I don’t think security has had the same amount of time, and perhaps it won’t even have the will or resources to continually invest in raising awareness, because the general trend seems to be a few people trying for a while before giving up, taking their ball and going home to grumble about the stupid users.
Things take time to change – and there are speed bumps along the way. But it’s important to persevere, but also to see what can be changed.
A matter of risk
I think one of the issues I have with the initial question that was posed (other than the fact it was a biased, complex, leading question) was that it lacked context. So let’s try to put some context around it by focussing only on password reuse potentially leading to credential stuffing.
- A teenager reuses her social media password across Snapchat, Instagram, and her school canteen digital wallet.
- The CFO of a multinational organisation reuses the same password on the account system, HR system, email, social media, and local pizza delivery outlet.

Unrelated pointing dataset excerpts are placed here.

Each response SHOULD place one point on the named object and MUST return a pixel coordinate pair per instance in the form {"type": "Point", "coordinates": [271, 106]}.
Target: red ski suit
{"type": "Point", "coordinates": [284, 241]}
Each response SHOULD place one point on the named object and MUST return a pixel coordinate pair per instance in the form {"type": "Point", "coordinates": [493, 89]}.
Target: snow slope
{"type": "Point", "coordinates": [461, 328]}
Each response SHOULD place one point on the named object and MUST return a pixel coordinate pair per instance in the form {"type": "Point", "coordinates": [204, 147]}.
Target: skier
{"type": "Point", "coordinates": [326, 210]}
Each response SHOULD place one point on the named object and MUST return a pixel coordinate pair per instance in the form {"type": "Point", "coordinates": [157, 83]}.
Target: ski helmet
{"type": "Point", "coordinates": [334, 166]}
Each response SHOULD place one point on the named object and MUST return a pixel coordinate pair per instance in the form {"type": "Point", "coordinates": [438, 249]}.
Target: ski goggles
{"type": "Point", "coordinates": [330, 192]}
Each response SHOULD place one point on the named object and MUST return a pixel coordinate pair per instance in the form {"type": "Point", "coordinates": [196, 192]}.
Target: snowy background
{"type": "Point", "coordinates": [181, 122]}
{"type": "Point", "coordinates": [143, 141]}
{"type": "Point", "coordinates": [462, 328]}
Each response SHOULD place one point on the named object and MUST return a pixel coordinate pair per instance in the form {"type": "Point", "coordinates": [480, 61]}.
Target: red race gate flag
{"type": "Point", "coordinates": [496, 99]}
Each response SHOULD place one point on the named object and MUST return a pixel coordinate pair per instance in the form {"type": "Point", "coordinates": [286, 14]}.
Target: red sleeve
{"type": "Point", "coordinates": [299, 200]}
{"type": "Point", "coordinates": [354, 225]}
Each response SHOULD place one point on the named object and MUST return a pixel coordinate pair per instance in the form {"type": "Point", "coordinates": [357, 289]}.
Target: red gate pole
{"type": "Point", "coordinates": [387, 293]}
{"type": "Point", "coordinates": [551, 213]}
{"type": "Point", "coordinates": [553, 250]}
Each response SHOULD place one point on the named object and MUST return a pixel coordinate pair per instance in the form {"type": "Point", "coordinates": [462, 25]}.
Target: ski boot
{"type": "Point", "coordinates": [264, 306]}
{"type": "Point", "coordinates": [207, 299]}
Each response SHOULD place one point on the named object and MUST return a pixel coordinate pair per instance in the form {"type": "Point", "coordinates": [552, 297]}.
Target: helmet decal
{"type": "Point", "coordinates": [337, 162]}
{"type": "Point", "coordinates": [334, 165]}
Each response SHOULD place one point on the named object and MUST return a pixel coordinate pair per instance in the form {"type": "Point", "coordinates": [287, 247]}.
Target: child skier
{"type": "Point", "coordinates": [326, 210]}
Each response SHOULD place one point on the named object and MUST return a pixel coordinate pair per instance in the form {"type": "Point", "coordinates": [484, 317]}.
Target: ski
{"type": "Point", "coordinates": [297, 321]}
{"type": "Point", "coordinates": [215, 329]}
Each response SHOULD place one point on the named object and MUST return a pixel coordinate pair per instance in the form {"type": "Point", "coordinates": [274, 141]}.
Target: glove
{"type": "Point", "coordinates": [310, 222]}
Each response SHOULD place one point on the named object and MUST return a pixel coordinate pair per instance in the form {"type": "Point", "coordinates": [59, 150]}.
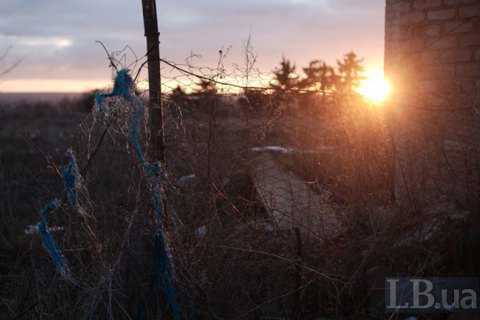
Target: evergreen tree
{"type": "Point", "coordinates": [285, 78]}
{"type": "Point", "coordinates": [349, 71]}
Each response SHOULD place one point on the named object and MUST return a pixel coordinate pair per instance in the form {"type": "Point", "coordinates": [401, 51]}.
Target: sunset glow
{"type": "Point", "coordinates": [374, 87]}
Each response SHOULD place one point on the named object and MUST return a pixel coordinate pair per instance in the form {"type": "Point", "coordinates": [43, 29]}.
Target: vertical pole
{"type": "Point", "coordinates": [157, 145]}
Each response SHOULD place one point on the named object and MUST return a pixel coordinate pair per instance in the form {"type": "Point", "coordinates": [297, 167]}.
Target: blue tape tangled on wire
{"type": "Point", "coordinates": [124, 87]}
{"type": "Point", "coordinates": [72, 179]}
{"type": "Point", "coordinates": [49, 242]}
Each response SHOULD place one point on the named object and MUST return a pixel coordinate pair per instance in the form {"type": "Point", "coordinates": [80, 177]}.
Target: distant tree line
{"type": "Point", "coordinates": [319, 76]}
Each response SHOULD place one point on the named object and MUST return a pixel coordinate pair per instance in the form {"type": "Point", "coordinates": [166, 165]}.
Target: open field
{"type": "Point", "coordinates": [231, 173]}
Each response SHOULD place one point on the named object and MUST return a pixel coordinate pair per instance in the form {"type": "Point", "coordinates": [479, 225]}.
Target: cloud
{"type": "Point", "coordinates": [57, 37]}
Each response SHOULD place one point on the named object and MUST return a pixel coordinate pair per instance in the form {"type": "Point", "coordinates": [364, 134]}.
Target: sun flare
{"type": "Point", "coordinates": [374, 87]}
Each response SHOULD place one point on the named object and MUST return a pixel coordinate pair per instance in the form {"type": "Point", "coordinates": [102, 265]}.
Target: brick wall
{"type": "Point", "coordinates": [432, 57]}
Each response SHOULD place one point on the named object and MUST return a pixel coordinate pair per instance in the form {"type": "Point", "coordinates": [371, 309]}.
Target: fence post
{"type": "Point", "coordinates": [156, 150]}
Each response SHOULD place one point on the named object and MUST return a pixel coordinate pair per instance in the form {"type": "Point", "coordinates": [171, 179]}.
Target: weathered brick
{"type": "Point", "coordinates": [444, 43]}
{"type": "Point", "coordinates": [415, 45]}
{"type": "Point", "coordinates": [432, 30]}
{"type": "Point", "coordinates": [458, 26]}
{"type": "Point", "coordinates": [425, 4]}
{"type": "Point", "coordinates": [457, 55]}
{"type": "Point", "coordinates": [430, 57]}
{"type": "Point", "coordinates": [470, 11]}
{"type": "Point", "coordinates": [412, 18]}
{"type": "Point", "coordinates": [444, 14]}
{"type": "Point", "coordinates": [402, 7]}
{"type": "Point", "coordinates": [457, 2]}
{"type": "Point", "coordinates": [470, 40]}
{"type": "Point", "coordinates": [443, 72]}
{"type": "Point", "coordinates": [469, 70]}
{"type": "Point", "coordinates": [428, 86]}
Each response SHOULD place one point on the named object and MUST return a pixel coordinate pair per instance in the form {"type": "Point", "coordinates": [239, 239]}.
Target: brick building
{"type": "Point", "coordinates": [432, 58]}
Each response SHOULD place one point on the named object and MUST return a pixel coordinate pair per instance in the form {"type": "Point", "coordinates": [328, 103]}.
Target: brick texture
{"type": "Point", "coordinates": [432, 57]}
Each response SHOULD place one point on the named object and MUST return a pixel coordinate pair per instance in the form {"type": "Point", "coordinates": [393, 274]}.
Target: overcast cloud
{"type": "Point", "coordinates": [56, 38]}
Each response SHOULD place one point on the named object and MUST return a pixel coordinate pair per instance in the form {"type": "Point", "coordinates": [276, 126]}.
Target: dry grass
{"type": "Point", "coordinates": [240, 268]}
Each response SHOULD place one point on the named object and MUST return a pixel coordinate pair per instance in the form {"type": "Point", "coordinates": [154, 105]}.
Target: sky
{"type": "Point", "coordinates": [55, 39]}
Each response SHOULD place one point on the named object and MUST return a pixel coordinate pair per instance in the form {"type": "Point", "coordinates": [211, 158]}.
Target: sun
{"type": "Point", "coordinates": [374, 87]}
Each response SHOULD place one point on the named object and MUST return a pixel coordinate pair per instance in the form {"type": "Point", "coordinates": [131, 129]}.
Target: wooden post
{"type": "Point", "coordinates": [156, 151]}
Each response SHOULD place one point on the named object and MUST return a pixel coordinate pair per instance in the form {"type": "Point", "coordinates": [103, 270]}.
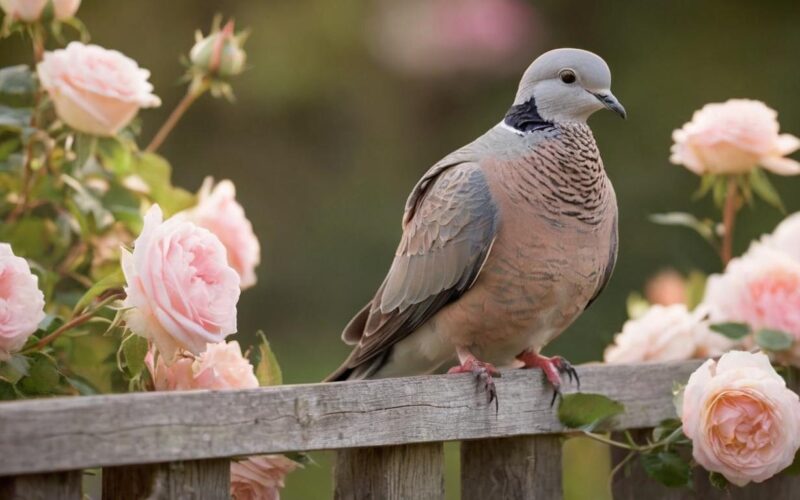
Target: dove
{"type": "Point", "coordinates": [505, 242]}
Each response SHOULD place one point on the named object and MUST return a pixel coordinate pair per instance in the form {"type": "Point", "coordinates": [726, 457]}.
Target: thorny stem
{"type": "Point", "coordinates": [729, 220]}
{"type": "Point", "coordinates": [192, 93]}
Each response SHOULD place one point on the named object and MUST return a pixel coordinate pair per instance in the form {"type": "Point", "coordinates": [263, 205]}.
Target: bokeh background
{"type": "Point", "coordinates": [347, 102]}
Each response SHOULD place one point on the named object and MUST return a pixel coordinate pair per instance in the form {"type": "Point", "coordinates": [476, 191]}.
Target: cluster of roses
{"type": "Point", "coordinates": [743, 421]}
{"type": "Point", "coordinates": [184, 275]}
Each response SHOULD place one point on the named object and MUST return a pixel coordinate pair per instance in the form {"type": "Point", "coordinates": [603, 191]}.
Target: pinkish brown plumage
{"type": "Point", "coordinates": [505, 242]}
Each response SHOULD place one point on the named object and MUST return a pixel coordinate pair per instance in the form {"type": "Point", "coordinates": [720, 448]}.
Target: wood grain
{"type": "Point", "coordinates": [405, 472]}
{"type": "Point", "coordinates": [521, 467]}
{"type": "Point", "coordinates": [190, 480]}
{"type": "Point", "coordinates": [75, 433]}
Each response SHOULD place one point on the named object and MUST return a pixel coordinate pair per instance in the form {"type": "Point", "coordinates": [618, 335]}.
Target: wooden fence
{"type": "Point", "coordinates": [388, 435]}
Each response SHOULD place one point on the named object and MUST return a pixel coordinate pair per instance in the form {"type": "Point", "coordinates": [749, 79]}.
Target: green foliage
{"type": "Point", "coordinates": [587, 411]}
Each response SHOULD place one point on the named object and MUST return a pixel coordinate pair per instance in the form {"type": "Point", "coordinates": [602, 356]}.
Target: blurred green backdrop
{"type": "Point", "coordinates": [331, 130]}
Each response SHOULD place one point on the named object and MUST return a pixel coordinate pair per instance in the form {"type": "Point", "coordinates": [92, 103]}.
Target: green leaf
{"type": "Point", "coordinates": [733, 331]}
{"type": "Point", "coordinates": [764, 189]}
{"type": "Point", "coordinates": [134, 348]}
{"type": "Point", "coordinates": [116, 279]}
{"type": "Point", "coordinates": [268, 371]}
{"type": "Point", "coordinates": [668, 468]}
{"type": "Point", "coordinates": [773, 340]}
{"type": "Point", "coordinates": [587, 411]}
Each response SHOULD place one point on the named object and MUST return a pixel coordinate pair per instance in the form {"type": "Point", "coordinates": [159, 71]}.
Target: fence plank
{"type": "Point", "coordinates": [413, 472]}
{"type": "Point", "coordinates": [60, 485]}
{"type": "Point", "coordinates": [190, 480]}
{"type": "Point", "coordinates": [76, 433]}
{"type": "Point", "coordinates": [523, 467]}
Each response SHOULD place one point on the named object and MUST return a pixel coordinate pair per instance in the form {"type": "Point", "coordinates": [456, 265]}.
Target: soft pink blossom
{"type": "Point", "coordinates": [260, 477]}
{"type": "Point", "coordinates": [21, 302]}
{"type": "Point", "coordinates": [733, 138]}
{"type": "Point", "coordinates": [218, 211]}
{"type": "Point", "coordinates": [94, 90]}
{"type": "Point", "coordinates": [180, 288]}
{"type": "Point", "coordinates": [760, 288]}
{"type": "Point", "coordinates": [65, 9]}
{"type": "Point", "coordinates": [23, 10]}
{"type": "Point", "coordinates": [221, 366]}
{"type": "Point", "coordinates": [742, 419]}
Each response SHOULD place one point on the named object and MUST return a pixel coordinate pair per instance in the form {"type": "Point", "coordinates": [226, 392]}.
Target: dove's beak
{"type": "Point", "coordinates": [610, 102]}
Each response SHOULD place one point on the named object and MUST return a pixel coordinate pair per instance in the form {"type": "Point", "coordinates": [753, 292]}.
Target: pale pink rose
{"type": "Point", "coordinates": [760, 288]}
{"type": "Point", "coordinates": [23, 10]}
{"type": "Point", "coordinates": [21, 302]}
{"type": "Point", "coordinates": [96, 91]}
{"type": "Point", "coordinates": [786, 237]}
{"type": "Point", "coordinates": [260, 477]}
{"type": "Point", "coordinates": [218, 211]}
{"type": "Point", "coordinates": [742, 419]}
{"type": "Point", "coordinates": [65, 9]}
{"type": "Point", "coordinates": [221, 366]}
{"type": "Point", "coordinates": [666, 288]}
{"type": "Point", "coordinates": [180, 288]}
{"type": "Point", "coordinates": [733, 138]}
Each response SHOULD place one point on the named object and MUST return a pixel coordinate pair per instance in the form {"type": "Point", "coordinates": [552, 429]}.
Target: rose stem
{"type": "Point", "coordinates": [191, 95]}
{"type": "Point", "coordinates": [729, 220]}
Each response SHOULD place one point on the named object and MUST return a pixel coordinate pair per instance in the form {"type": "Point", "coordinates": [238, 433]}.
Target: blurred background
{"type": "Point", "coordinates": [347, 102]}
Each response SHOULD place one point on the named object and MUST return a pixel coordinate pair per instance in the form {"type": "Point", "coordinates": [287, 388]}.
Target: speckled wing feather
{"type": "Point", "coordinates": [449, 225]}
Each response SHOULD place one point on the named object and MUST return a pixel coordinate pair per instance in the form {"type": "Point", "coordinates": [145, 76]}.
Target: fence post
{"type": "Point", "coordinates": [189, 480]}
{"type": "Point", "coordinates": [412, 471]}
{"type": "Point", "coordinates": [60, 485]}
{"type": "Point", "coordinates": [524, 467]}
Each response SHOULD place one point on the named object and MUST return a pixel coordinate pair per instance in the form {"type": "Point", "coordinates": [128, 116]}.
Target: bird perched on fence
{"type": "Point", "coordinates": [505, 241]}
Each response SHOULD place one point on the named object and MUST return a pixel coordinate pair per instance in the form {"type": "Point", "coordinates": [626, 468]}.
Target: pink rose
{"type": "Point", "coordinates": [742, 419]}
{"type": "Point", "coordinates": [65, 9]}
{"type": "Point", "coordinates": [665, 333]}
{"type": "Point", "coordinates": [181, 290]}
{"type": "Point", "coordinates": [218, 211]}
{"type": "Point", "coordinates": [260, 477]}
{"type": "Point", "coordinates": [733, 138]}
{"type": "Point", "coordinates": [24, 10]}
{"type": "Point", "coordinates": [220, 366]}
{"type": "Point", "coordinates": [761, 288]}
{"type": "Point", "coordinates": [21, 302]}
{"type": "Point", "coordinates": [96, 91]}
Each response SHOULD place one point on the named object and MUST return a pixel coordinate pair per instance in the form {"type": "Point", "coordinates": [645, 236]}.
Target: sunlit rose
{"type": "Point", "coordinates": [742, 419]}
{"type": "Point", "coordinates": [732, 138]}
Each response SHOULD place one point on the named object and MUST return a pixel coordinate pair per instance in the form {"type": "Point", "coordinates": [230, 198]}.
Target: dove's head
{"type": "Point", "coordinates": [567, 85]}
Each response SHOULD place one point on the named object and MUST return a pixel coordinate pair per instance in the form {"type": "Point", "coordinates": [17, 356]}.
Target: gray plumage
{"type": "Point", "coordinates": [505, 241]}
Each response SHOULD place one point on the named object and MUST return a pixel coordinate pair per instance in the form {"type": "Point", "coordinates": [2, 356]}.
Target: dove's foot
{"type": "Point", "coordinates": [552, 367]}
{"type": "Point", "coordinates": [484, 372]}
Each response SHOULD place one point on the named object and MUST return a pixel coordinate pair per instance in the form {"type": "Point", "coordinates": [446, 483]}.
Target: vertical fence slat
{"type": "Point", "coordinates": [189, 480]}
{"type": "Point", "coordinates": [414, 471]}
{"type": "Point", "coordinates": [61, 485]}
{"type": "Point", "coordinates": [524, 467]}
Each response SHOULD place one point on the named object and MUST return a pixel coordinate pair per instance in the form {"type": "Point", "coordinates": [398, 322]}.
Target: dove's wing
{"type": "Point", "coordinates": [448, 228]}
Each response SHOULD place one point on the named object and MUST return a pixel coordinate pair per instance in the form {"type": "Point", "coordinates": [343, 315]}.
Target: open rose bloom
{"type": "Point", "coordinates": [94, 90]}
{"type": "Point", "coordinates": [733, 138]}
{"type": "Point", "coordinates": [742, 419]}
{"type": "Point", "coordinates": [181, 291]}
{"type": "Point", "coordinates": [21, 302]}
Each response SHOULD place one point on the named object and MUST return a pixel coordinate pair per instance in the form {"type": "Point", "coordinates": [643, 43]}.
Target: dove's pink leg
{"type": "Point", "coordinates": [552, 367]}
{"type": "Point", "coordinates": [484, 372]}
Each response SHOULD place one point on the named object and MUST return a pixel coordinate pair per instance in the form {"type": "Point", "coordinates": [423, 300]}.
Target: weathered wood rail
{"type": "Point", "coordinates": [388, 434]}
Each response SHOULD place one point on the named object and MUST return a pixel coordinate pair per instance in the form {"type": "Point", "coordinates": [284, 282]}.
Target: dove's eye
{"type": "Point", "coordinates": [567, 76]}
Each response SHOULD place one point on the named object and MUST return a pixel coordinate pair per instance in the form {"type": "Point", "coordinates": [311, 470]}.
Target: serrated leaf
{"type": "Point", "coordinates": [115, 279]}
{"type": "Point", "coordinates": [268, 371]}
{"type": "Point", "coordinates": [134, 348]}
{"type": "Point", "coordinates": [773, 340]}
{"type": "Point", "coordinates": [733, 331]}
{"type": "Point", "coordinates": [668, 468]}
{"type": "Point", "coordinates": [587, 411]}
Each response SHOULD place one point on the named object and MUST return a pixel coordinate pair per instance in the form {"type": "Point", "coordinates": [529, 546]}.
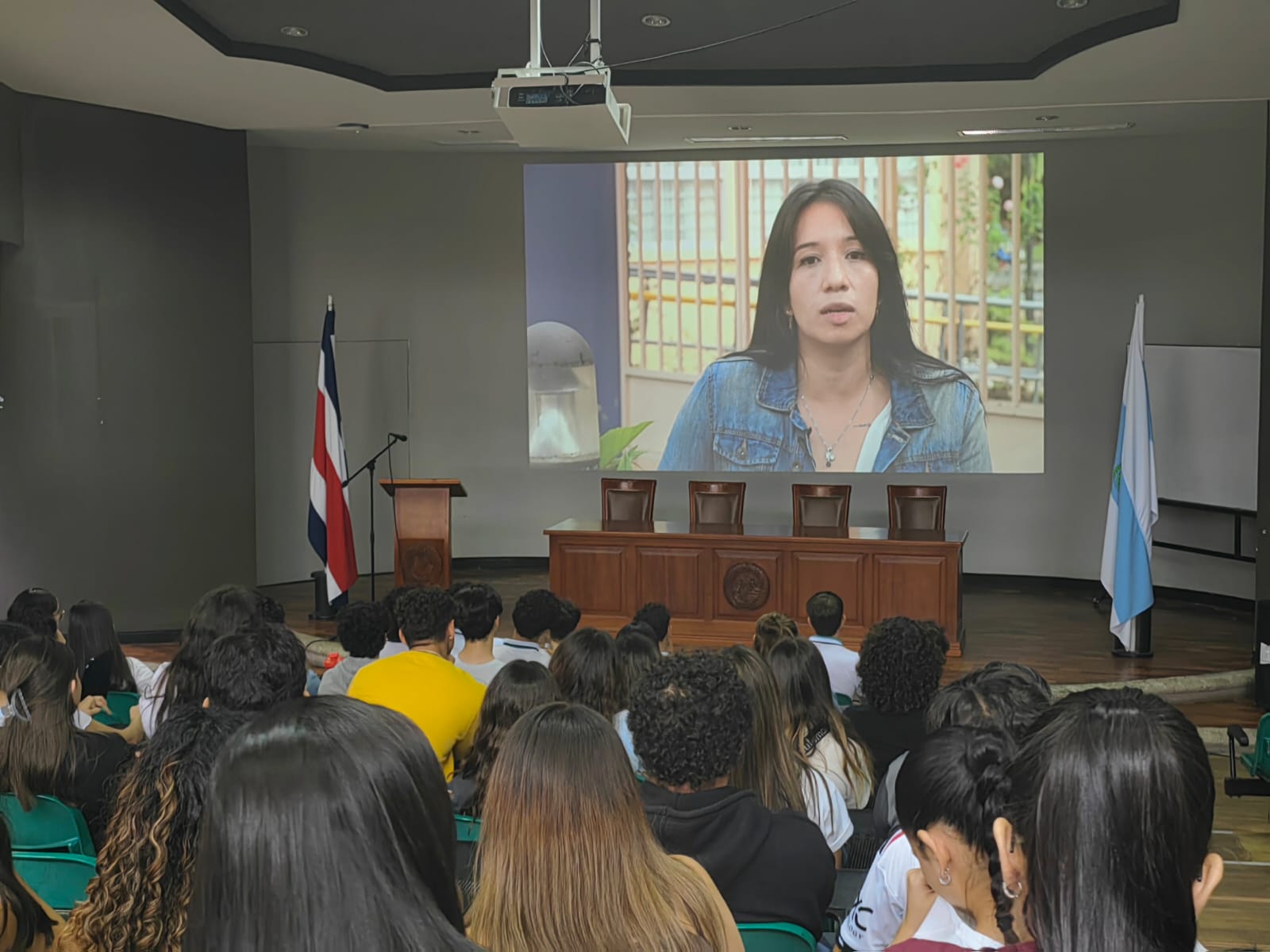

- A sales rep reuses one password for their online banking and CRM, and reuses one password for a dozen (minor) sites which he needs for registering to go to events.
- A mother reuses password for her email, childcare nursery, and online shopping.
Now, consider these users were victims of credential stuffing because one of their online accounts were compromised. Would you apply the same level of responsibility or ‘blame’ to each of them? Maybe you’ll ask if any of them have received any formal security training.
Personally, I think context is important, understanding that different people, and cultures, and environments have different needs and drivers is vital before making broad-brush statements.
Empathy is probably the better word.
Put the user first
To borrow from Simon Wardley’s brilliant maps, every map has an anchor (the point it’s built around). For a geographical map, the anchor is the compass (this is north of that etc.).
When we look at technology systems, the user is the anchor. Everything needs to be built around the user needs. Everything is there to support the user – and the underpinning technology becomes less visible to the user the deeper it goes.
For example, when a user goes onto Twitter, their ‘need’ is to post a tweet, share content, read other people’s views, share private messages and so forth.
Security is something they expect, are aware of, but for the most, isn’t really a need. Security is more of a need for the service provider than the user.
I think what my major grievance isn’t even the question as to whether we should be blaming the users or not – because that’s the wrong question. The question is, why are technologists, developers, and security professionals allowing such poorly designed features going to market.
I put this down to the “us vs them” mentality where security professionals somehow try to wash their hands of their own responsibility.
A few weeks ago Bruce Schneier wrote an opinion piece in the NY Times entitled Internet Hacking is about to get much worse, in which there was this gem of a paragraph.
Really? I mean, this is more of a feeling than any real research. How many people has Bruce spoken to when arriving at this conclusion? It’s the old IT Security mindset of “us vs them” – the lemmings that are the general population don’t care about security boo hoo.
I just can’t wrap my head around why we build poor systems, have poor security, allow bad stuff to happen, then want to point the finger of blame at a user that is operating within the acceptable parameters and magically sit on our floating chair wearing an infinity gauntlet.
- The user is your anchor – build security into and around their requirements.
- The user is your friend, they just want to do things easily.
- The user wants your help, they don’t want to get hacked any more than you do.
Be the security professional they need and deserve.